This repository contains the code of Endo-Depth's depth prediction from single images, the photometric and the others trackings methods and the volumetric fusion used in the paper
Localization and Reconstruction in Endoscopic Videos using Depth Networks and Photometric Constraints
David Recasens, José Lamarca, José M. Fácil, José María M. Montiel and Javier Civera
I3A, University of Zaragoza
Full video of Endo-Depth-and-Motion working on Hamlyn dataset
@misc{recasens2021endodepthandmotion,
title={Endo-Depth-and-Motion: Localization and Reconstruction in Endoscopic Videos using Depth Networks and Photometric Constraints},
author={David Recasens and Jos{\'{e}} Lamarca and Jos{\'{e}} M. F{\'{a}}cil and J. M. M. Montiel and Javier Civera},
year={2021},
eprint={2103.16525},
archivePrefix={arXiv},
primaryClass={cs.CV}
}
Endo-Depth-and-Motion is a pipeline where first, pixel-wise depth is predicted on a set of keyframes of the endoscopic monocular video using a deep neural network (Endo-Depth). The motion of each frame with respect to the closest keyframe is estimated by minimizing the photometric error, robustified using image pyramids and robust error functions. Finally, the depth maps of the keyframes are fused in a Truncated Signed Distance Function (TSDF)-based volumetric representation.
We have ran our experiments under CUDA 9.1.85, CuDNN 7.6.5 and Ubuntu 18.04. We recommend create a virtual environment with Python 3.6 using Anaconda conda create -n edam python=3.6
and install the dependencies as
conda install -c conda-forge opencv=4.2.0
pip3 install -r path/to/Endo-Depth-and-Motion/requirements.txt
The Hamlyn rectified images and the rectified calibration used to train and test the Endo-Depth models can be found here. The Hamlyn data used to test the tracking and the volumetric fusion is here. The color and depth images are slightly cropped to avoid the small distortions of the depth Endo-Depth produces at the borders. The depth was computed using the stereo Endo-Depth models and it is in [mm] and in image format uint16. The saturation depth is 300 [mm]. You can also replace it with your own data.
To predict the depth for a single or multiple images use
python apps/depth_estimate/__main__.py --image_path path/to/image_folder --model_path path/to/model_folder
You have must have already download the Endo-Depth model you want to use. If you prefer to store the depth predictions in another folder use the argument --output_path. You can also select the type of the output with --output_type which is set by default to grayscale (grayscale depth images), but you can also choose color (colormapped depth images). By default, the saturation depth is set to 300 [mm], you can change this limit using --saturation_depth. Also, the image depth scaling is by default 52.864 because for Hamlyn dataset the weighted average baseline is 5.2864. This number is multiplied by 10 because the imposed baseline during training is 0.1. The image extension to search for in folder can be changed with --ext (now set as jpg), and you can disable CUDA using the argument --no_cuda.
You can execute our photometric tracking with
python apps/tracking_ours/__main__.py -d cuda:0 -i path/to/hamlyn_tracking_test_data -o apps/tracking_ours/results
being -i the input path to the folder containing the different video folders, -o the output path where the odometry in format .pkl is saved.

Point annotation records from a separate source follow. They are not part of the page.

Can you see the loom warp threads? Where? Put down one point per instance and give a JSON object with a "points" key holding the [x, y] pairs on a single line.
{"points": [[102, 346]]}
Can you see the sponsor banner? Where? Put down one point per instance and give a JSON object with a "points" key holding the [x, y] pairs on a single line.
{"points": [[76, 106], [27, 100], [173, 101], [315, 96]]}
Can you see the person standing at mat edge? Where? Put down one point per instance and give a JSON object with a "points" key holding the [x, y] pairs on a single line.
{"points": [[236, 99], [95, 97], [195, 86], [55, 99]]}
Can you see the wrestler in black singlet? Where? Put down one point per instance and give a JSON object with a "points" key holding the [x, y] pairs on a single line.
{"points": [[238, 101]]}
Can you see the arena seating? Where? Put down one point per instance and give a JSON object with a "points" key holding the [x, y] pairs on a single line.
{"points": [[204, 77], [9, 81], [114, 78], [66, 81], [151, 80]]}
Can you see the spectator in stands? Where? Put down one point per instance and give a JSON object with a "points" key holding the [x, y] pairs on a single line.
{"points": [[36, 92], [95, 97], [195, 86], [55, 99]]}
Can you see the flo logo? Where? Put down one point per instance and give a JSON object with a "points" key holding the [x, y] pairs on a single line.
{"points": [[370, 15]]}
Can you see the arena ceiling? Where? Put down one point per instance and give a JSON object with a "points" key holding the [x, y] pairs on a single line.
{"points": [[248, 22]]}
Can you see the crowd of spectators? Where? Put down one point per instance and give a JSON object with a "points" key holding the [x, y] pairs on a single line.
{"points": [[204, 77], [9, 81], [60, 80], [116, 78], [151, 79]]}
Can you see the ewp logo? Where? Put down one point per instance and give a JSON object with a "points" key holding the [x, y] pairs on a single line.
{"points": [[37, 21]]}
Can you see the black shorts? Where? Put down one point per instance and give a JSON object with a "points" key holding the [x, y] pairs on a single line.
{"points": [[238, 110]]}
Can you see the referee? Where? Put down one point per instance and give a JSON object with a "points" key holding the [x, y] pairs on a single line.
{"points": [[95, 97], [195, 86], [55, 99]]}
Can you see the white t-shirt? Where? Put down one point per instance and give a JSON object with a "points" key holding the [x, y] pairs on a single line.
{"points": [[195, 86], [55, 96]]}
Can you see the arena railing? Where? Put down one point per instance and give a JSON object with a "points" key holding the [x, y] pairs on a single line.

If you want to run the script on CPU instead of on GPU just remove the argument -d cuda:0. The ratio frame-keyframe and number of floors of the pyramid are set to 2 by default, but they can be changed with the arguments -fr and -st, respectively. The output odometries of the Hamlyn test data using our tracking can be found here.
To use alternatively the tracking methods of Open3D run
python apps/tracking_open3d/__main__.py -d cuda:0 -i path/to/hamlyn_tracking_test_data -o apps/tracking_open3d/results -t park
The tracking method can be changed modifying the argument -t: point-to-point (ICP point-to-point), point-to-plane (ICP point-to-plane), steinbrucker (photometric) and park (hybrid photometric and geometric). Additionally, with the argument -r you can execute a global registration with RANSAC to compute a pre-translation between two point clouds before calculating the final translation with the local registration.
In order to get the refined 3D map, you can fuse the registered pseudo-RGBD keyframes obtained from Endo-Depth and the tracking with
python apps/volumetric_fusion/__main__.py -i apps/tracking_ours/results/test1.pkl -o path/to/hamlyn_tracking_test_data/test1
where -i is the input odometry in format .pkl computed with the tracking. The output 3D meshes of the Hamlyn test data using the volumetric fusion are here.
Endo-Depth-and-Motion is released under GPL-3.0 License. The code in the folder apps/depth_estimate is property of the authors of Monodepth2 and has its own License.